Paralyzed Worms Add Pieces to the Puzzle of RNA Interference
HHMI researchers pinpoint several genes involved in RNA interference.
Using genetically altered strains of the roundworm C. elegans, scientists have revealed some of the genetic components responsible for a still-mysterious cellular process called RNA interference (RNAi)in which double-stranded RNA triggers the degradation of a homologous messenger RNA.
The findings show that some of the same genes are involved in RNAi and nonsense-mediated decay, a protective mechanism that may be used by cells to proofread newly created messenger RNA (mRNA) and to prevent the production of defective protein molecules.
In these days when we know so much about molecular biology and yet find a new pathway, it's very exciting.
Brenda L. Bass
In an article published in the September 15, 2000, issue of the journal Science, Howard Hughes Medical Institute investigator Brenda L. Bass, geneticist Susan Mango and their colleagues at the University of Utah report that three of seven genes of the smg gene family are involved in both nonsense-mediated decay and RNAi.
"Nobody knows the purpose of RNAi," said Bass. "All we know is that it seems to be an intrinsic regulatory process, and in these days when we know so much about molecular biology and yet find a new pathway, it's very exciting."
Molecular biologists have used double-stranded RNAi as a tool to degrade mRNA in cells to shut down the effects of specific genes in C. elegans, Drosophila and many other cell-types. Since nonsense-mediated decay also involves mRNA degradation, Bass and Mango decided to explore whether RNAi requires the smg genes, which were known to be involved in nonsense-mediated decay.
To test this possibility, they obtained C. elegans strains containing mutations in the various smg genes. They next injected these strains and a wild-type strain with double-stranded RNA designed to interfere with production of myosin, a protein that is critical to muscle development. Thus, the scientists could quantify the effectiveness of RNAi by measuring paralysis in the worms using a crawl assaya test of the worms' ability to move across a laboratory dish.
"In wild-type worms, we found that the progeny treated with RNAi were paralyzed from day one and remained paralyzed," said Bass. "So, the RNAi technique completely interfered with their muscle development.
"But when we did the same experiment in worms with mutations in some of the smg genes, the RNAi worked very well on day one. But on days two, three and four, the worms recovered until they moved exactly like the wild-type worms." The experiments showed that smg-2, smg-5 and smg-6 seemed to be required for the persistence of RNAi. According to Bass, the recovery of the worms offers important clues to the relationship between RNAi and nonsense-mediated decay.
"Our data do not say that nonsense-mediated decay is required for RNAi because the worms are paralyzed on day one. But it does seem that some of the smg genes are required for persistence of the RNAi effect. This seems to mean that some of the smg genes required for nonsense-mediated decay are also playing some sort of direct role in RNAi."
To confirm the connection between the processes, the scientists also performed biochemical experiments in which they monitored the levels of mRNA for the myosin-related gene as the smg -mutant animals proceeded through the paralysis induced by RNAi and subsequent recovery.
"We found that, in fact, the mRNA levels for the completely paralyzed worms were very low and as the worms recovered from paralysis, their mRNA levels came up, too," said Bass.
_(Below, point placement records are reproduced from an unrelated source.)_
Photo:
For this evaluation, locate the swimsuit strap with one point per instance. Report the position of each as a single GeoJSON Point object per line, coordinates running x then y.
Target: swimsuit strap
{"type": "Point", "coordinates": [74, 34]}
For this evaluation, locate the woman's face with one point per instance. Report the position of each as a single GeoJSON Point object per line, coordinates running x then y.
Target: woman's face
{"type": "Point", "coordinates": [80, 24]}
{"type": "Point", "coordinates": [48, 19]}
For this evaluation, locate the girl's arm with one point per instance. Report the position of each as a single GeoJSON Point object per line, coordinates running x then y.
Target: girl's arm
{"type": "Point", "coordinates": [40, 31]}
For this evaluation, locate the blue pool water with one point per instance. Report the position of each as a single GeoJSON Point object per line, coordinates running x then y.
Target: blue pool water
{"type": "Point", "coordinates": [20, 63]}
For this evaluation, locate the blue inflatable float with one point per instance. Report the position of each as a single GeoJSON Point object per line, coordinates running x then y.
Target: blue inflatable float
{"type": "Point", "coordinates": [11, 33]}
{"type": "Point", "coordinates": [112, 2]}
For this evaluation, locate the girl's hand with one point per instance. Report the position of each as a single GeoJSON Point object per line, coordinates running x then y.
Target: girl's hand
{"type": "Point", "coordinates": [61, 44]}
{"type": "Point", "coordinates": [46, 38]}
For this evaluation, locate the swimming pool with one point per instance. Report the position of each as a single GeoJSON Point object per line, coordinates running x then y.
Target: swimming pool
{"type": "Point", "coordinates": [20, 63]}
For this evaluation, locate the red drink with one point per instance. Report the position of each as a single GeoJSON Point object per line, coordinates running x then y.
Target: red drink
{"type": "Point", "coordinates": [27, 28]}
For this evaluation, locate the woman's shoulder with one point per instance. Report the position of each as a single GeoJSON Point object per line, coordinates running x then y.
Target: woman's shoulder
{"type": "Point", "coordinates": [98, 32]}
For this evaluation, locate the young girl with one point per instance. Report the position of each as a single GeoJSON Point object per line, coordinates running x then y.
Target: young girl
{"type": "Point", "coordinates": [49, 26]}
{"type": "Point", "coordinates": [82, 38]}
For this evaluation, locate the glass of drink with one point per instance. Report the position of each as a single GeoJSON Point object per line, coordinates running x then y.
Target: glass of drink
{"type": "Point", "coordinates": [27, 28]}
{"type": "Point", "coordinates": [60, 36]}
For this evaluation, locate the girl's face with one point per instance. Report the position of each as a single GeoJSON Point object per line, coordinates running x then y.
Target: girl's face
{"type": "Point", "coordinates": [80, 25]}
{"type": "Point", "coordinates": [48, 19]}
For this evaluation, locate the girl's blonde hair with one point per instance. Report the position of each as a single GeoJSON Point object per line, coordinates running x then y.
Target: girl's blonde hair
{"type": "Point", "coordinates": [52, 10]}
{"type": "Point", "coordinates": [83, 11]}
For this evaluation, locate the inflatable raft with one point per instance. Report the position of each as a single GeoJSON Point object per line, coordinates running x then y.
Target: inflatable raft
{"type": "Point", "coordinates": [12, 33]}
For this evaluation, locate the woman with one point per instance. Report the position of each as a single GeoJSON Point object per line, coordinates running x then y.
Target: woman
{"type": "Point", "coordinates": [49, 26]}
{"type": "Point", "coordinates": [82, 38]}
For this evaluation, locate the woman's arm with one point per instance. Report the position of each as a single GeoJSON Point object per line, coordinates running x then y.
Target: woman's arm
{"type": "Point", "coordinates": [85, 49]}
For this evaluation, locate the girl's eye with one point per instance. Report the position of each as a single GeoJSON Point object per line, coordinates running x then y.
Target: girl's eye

Bass emphasized that the latest findings add only a small piece to a much larger puzzle of nonsense-mediated decay, RNAi and their functions in the cell. "It's difficult to come up with models because we know so little about these processes," she said. "Nonsense-mediated decay is thought to involve some sort of sensing or scanning of the mRNA to make sure it's O.K. in terms of its sequence or perhaps its assembly into a three-dimensional RNA-protein complex. Stop codons in the wrong place are a signal that the mRNA is not OK and should be degraded. It’s intriguing to speculate that maybe the interaction of an mRNA with a complementary sequence can feed into this pathway and also provide a signal for degradation.
"Clearly, this is a fascinating unknown frontier in molecular biology, and we have only provided another clue that sets the stage for further experiments," said Bass.